True air quality improvements during the COVID-19 lockdowns in global cities are more limited than we thought.
The COVID-19 lockdowns led to major reductions in air pollutant emissions. Here, we quantitatively evaluate changes in ambient NO2, O3, and PM2.5 concentrations arising from these emission changes in 11 cities globally by applying a deweathering machine learning technique. Sudden decreases in deweathered NO2 concentrations and increases in O3 were observed in almost all cities. However, the decline in NO2 concentrations attributable to the lockdowns was not as large as expected, at reductions of 10 to 50%. Accordingly, O3 increased by 2 to 30% (except for London), the total gaseous oxidant (Ox = NO2 + O3) showed limited change, and PM2.5 concentrations decreased in most cities studied but increased in London and Paris. Our results demonstrate the need for a sophisticated analysis to quantify air quality impacts of interventions and indicate that true air quality improvements were notably more limited than some earlier reports or observational data suggested.
全球城市在新冠疫情封锁期间空气质量的真实改善程度比我们想象的更为有限。
新冠疫情封锁导致空气污染物排放大幅减少。

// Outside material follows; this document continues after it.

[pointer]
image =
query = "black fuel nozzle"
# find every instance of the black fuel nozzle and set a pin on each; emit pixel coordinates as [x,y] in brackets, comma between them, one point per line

在此,我们通过应用一种去气象影响的机器学习技术,对全球11个城市因这些排放变化而导致的环境中二氧化氮、臭氧和细颗粒物(PM2.5)浓度的变化进行了定量评估。几乎在所有城市都观察到去气象影响后的二氧化氮浓度突然下降以及臭氧浓度上升。然而,因封锁导致的二氧化氮浓度下降幅度不如预期的大,仅下降了10%到50%。相应地,臭氧浓度上升了2%到30%(伦敦除外),总气态氧化剂(Ox = 二氧化氮 + 臭氧)变化有限,大多数被研究城市的PM2.5浓度下降,但在伦敦和巴黎却上升了。我们的研究结果表明,需要进行精细的分析来量化干预措施对空气质量的影响,并指出空气质量的真实改善程度明显比一些早期报告或观测数据所显示的更为有限。